Wegen Diebstahl? Muss da dann nicht auch eine entsprechende Anzeige vorliegen? Diese hat aber auch doch dein Chef nicht erstellt, weil du den Zettel unterschrieben hast.
 
war gerade bei der Polizei. sind zusammen hingefahren weil die stationsleitung noch da war da die Polizei angerufen hat und mit ihr telefoniert hat. dort angekommen war sie dann weg und meinte dann beim erneuten Anruf das sie Einkaufen wäre. kurze Zeit später noch ein Telefonat wo sie dann sagte sie hätte Feierabend und fährt nun nachhause. auf der Nachfrage der Polizei für die Video Überwachungs Videos hieß es dann nur die kameras wären kaputt. beim Telefonat wurde die von der Polizei gefragt ob ich denn das Geld erhalten hätte und sie hat natürlich gelogen und gesagt ich hätte es bekommen obwohl es nicht stimmt. einfach Lächerlich und das von einer Shell Tankstelle! bleibt mir nichts anderes übrig als den Weg über den Anwalt eine Anzeige zur erstatten
 
Naja nun sind se gewarnt, können ggf Beweise entsorgen bzw Aussagen absprechen.
Du hättest erst den Anwalt einschalten sollen!
 
er hat mich gezwungen das ich selbst kündigen fristlos und das ich angeblich das Geld bar erhalten habe....
 
Ja, aber was du unterschrieben hast?

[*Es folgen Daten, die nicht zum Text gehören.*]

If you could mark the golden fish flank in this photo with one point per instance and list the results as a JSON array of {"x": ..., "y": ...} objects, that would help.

Auflösungsvertrag? Quittung mit der Summe die du angeblich erhalten hast?

Zumindest hat sich die Stationsleitung schon mal mit Unstimmigkeiten erkenntlich gezeigt. Chef sagt "hab alles auf Video" und sie sagt "Cam is kaputt". Und das auch noch zur Polizei. Könnte für dich sprechen.

Egal, sofort zum Fachanwalt und keine Zeit verschwenden. Wenn sich der Grüne noch an die Aussage "Cam putt" erinnert zieht bei Bedarf auch das mögliche Argument des Chefs "Band gelöscht" nicht.

Vertrödel keine Zeit, denn mir scheint das dir die Kohle nicht wirklich egal ist.
 
Ich denke es sieht eher schlecht für dich aus. Zwei Leute behaupten du hättest das Geld erhalten und haben als Nachweis noch deine Unterschrift. Du bist alleine und ohne einen Beweis.
Solange sich die beiden nicht verplappern, hast du sehr schlechte Karten. Denn Erpressung ist eine Straftat. Bei Straftaten gilt, unschuldig bis zum Beweis der Schuld.

Das wirste mit hoher Wahrscheinlichkeit als Lehrgeld abhaken müssen. Zukünftig nie etwas einfach unterschreiben.